L’impact psychologique de la séparation
Pour la psychologue Émilie Pento, de l’association Appartenances Genève, la séparation familiale agit comme une blessure invisible. Les réfugiés et requérants d’asile sont quatre à six fois plus exposés aux troubles psychiques que la population générale. Dépression, anxiété, stress post-traumatique : autant de symptômes aggravés par la peur pour les proches restés au pays, l’attente interminable ou l’incertitude des procédures. « On demande aux réfugiés de s’intégrer pour pouvoir prétendre au regroupement familial. Mais comment s’intégrer quand on vit dans la peur et le manque ? », interroge-t-elle. Le regroupement familial, selon elle, n’est pas qu’un acte administratif : c’est un facteur de santé publique et un levier de résilience. Retrouver sa famille, c’est retrouver une raison d’avancer.
L’intérêt de l’enfant au cœur du processus
Le Service social international (SSI), représenté par Dicky Ndoye et Marine Zurbuchen, a centré son intervention sur les droits des enfants séparés de leurs parents. Selon la Convention relative aux droits de l’enfant (CDE), « l’intérêt supérieur de l’enfant » doit guider toute décision. Mais dans les faits, les procédures sont souvent pensées pour les adultes, oubliant les besoins émotionnels et culturels des mineurs. Le SSI œuvre pour protéger, localiser et préparer les enfants avant et après leur arrivée en Suisse, plaidant pour que les professionnels adoptent une approche centrée sur l’enfant, au-delà du visa et des formalités. « Réunir un enfant avec sa famille, c’est lui redonner une sécurité affective et une chance de grandir normalement », souligne Marine Zurbuchen.
Réunir pour reconstruire
Au cours de la journée, un fil rouge s’est tissé : la réunification n’est pas un privilège, mais un droit fondamental. Chaque intervenant a rappelé que la famille constitue le premier espace de soin et d’intégration. Loin des siens, l’exilé se fragilise ; entouré, il se reconstruit.

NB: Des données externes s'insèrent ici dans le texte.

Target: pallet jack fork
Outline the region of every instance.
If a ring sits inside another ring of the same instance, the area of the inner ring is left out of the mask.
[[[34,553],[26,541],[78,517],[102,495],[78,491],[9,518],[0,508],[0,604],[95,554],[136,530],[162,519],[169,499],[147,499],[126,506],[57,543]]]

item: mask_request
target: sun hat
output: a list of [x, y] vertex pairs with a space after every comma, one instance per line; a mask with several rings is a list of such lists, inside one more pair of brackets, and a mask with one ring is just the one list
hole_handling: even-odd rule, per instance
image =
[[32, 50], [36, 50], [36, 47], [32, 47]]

L’après-midi a été consacrée à une table ronde émouvante, où d’anciens requérants d’asile ont partagé leurs témoignages. Ces hommes et ces femmes, autrefois séparés de leurs proches, ont raconté comment ils ont réussi à surmonter la pression psychologique et les barrières administratives, souvent grâce à l’accompagnement d’elisa-asile.
La formation « Réunir » a ainsi mis en lumière un enjeu de société important : penser les politiques migratoires non seulement en termes de contrôle, mais aussi de bien-être et de cohésion humaine. Se rappeler qu’il y a des vies en suspens, des enfants qui grandissent seuls, des parents qui s’efforcent d’espérer. En Suisse comme ailleurs, reconnaître le droit de vivre en famille, c’est reconnaître la dignité de chaque être humain.
De la théorie au vécu
Ce que j’ai entendu tout au long de la journée n’est pas qu’une réflexion théorique : c’est une réalité qui m’affecte directement. Comme beaucoup d’autres, j’ai laissé une femme et deux enfants au pays. Et même si la distance se mesure en kilomètres, elle se vit surtout en silences, en inquiétudes et en manques.
Écouter ces juristes, ces psychologues et ces anciens requérants d’asile m’a rappelé qu’il y a des histoires d’amour, de liens et de patience qui sont ignorées. Le regroupement familial n’est pas seulement une question de droit : c’est une question d’équilibre intérieur, de santé et de dignité.
Tant que des familles resteront séparées par des barrières politiques ou administratives, notre humanité collective demeurera incomplète. Si le mot « Réunir » résonne encore en moi, c’est parce qu’il dit à la fois l’attente, la douleur… et l’espoir.